Пример #1
0
class ADH(object):
  """Run ADH queries

  This class runs ADH queries. Where they output is determined by the query iteslf, in ADH. All
  we can specify here is the date range - and we do this by accepting a lookback window and doing
  "yesterday - lookback".

  TODO (davidharcombe@) ADH Query Parameters
  """
  
  def __init__(self, 
    email: str, project: str, adh_customer: str,
    adh_query: str, api_key: str, days: int,
    dest_project: str=None, dest_dataset: str=None):
    """Constructor

    Setus up the ADH helper
    
    Arguments:
        email {str} -- authenticated user email (for the token)
        project {str} -- GCP project
        adh_customer {str} -- ADH customer id, 9-digit number, NO DASHES
        adh_query {str} -- ADH query id
        api_key {str} -- API Key (has to be set up in APIs and Libraries in GCP)
        days {int} -- Lookback window (default: 60)
        dest_project {str} -- target GCP project for results
        dest_dataset {str} -- target BQ dataset for results
    """
    self.email = email
    self.project = project
    self.adh_customer = adh_customer
    self.adh_query = adh_query
    self.api_key = api_key
    self.days = days
    self.dest_project = dest_project
    self.dest_dataset = dest_dataset

    self.credentials = Credentials(email=email, project=project)
    self.storage = Cloud_Storage(email=email, project=project)
    self.firestore = Firestore(email=email, project=project)

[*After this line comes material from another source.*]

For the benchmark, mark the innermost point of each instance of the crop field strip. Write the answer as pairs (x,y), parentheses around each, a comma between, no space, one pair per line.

  def run(self, unattended: bool=True):
    """Run the ADH query
    
    Execute the ADH query, storing the run job result in Firestore. The data itself will be written
    to Big Query by ADH.
    Remember that ADH queries have many, many constraints so use this wisely: DON'T set up
    an hourly run - check with ADH.

    Keyword Arguments:
        unattended {bool} -- run unattended. Unused, but there for compatibility (default: {True})
    """
    query_details = self.fetch_query_details()
    if query_details:
      report = {
        'id': self.adh_query,
        'details': query_details,
        'customer_id': self.adh_customer,
        'table_name': self._sanitize_string(query_details['title']),
      }
      if self.dest_project:
        report['dest_project'] = self.dest_project

      if self.dest_dataset:
        report['dest_dataset'] = self.dest_dataset

      self.firestore.store_report_config(
        type=Type.ADH,
        report_data=report,
        id=self.adh_query)
    
      result = self.run_query(report)
      report['last_run'] = result
      self.firestore.store_report_config(
        type=Type.ADH,
        report_data=report,
        id=self.adh_query)

      logging.info('Result: {result}'.format(result=result))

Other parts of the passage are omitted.